Before hearing the news about Percy, my big complaint of the morning -- and the reason I was at intake -- was the protesters. Outsiders might not recognize the county name, but they know about these people, even if they've never made the Oregon connection. My hometown's protesters are the same nuts who stirred up the masses outside the World Trade Organization talks a few years ago. In a smaller local show, they tried to make a lost point about our soldier-a-day situation in the Mideast by upchucking red, white, and blue ipecac when the President showed up for a campaign stop. Some of them are rumored to be responsible for the arsons in California targeting suburban housing developments and SUV dealers.
The political causes may vary, but one thing remains the same: These kids love to protest. And the night before my birthday, the chosen cause was the fatal shooting two weeks earlier of Delores Tompkins, an African-American mother of two, by a patrol officer with the Portland Police Bureau. Like all police shootings, the Tompkins case would be presented to a grand jury before any official determination was made regarding justification. Unlike most, however, this one's purpose would not be simply for appearances. Tompkins had no criminal history, was unarmed, and was shot through the windshield of her car during what should have been a routine stop. And, as often seems to be the case with these things, the police officer in question, Geoff Hamilton, was white.

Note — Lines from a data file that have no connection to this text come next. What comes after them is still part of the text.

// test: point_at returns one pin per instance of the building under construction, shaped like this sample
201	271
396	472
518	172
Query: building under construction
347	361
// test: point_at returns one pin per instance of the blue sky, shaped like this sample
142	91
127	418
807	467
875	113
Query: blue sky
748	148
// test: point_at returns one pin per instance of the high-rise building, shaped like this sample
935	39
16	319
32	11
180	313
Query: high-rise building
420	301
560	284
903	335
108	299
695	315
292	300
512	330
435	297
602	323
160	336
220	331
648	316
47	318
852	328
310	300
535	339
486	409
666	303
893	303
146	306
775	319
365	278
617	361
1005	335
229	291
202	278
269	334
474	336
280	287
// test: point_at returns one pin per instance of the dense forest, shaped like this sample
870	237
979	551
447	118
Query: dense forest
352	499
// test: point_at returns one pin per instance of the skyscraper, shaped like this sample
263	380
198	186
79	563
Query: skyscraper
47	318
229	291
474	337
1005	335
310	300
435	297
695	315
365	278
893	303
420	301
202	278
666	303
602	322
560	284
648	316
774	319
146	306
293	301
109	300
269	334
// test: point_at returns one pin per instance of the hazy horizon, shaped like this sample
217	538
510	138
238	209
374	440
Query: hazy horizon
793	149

As the newest member of our office's Major Crimes Unit, I was not working on the investigation into the Tompkins shooting. But even I could sense a more than theoretical possibility that our office would be going for charges against Officer Hamilton. The public must have sensed it too. With each day since Delores Tompkins's death had come another related event -- a prayer vigil, a town meeting, a conference with the police commissioner -- each occasion an opportunity to apprise the city that its small community of color was fired up and paying attention. And as their message trickled its way each morning into a new edition of the Oregonian, the odds of an indictment reading State of Oregon v. Geoffrey Hamilton increased just a little more.
Until the Sunday night before my birthday, however, the pressure to indict had been quiet, subtle, and largely behind the scenes. All that changed when the state's band of semiprofessional protesters selected Delores Tompkins as their cause du jour, drawing a riled-up crowd of several thousand downtown on Sunday afternoon for a hastily planned March Against Racism. Supporters of the police bureau organized a counter-protest, not because they were marching for racism but because they interpreted the anger over the Tompkins shooting as a general attack on law enforcement. When a pack of militia types from eastern Oregon announced that it would piggyback onto the counter-protest, downtown Portland became the official magnet for every disgruntled wack job in the region.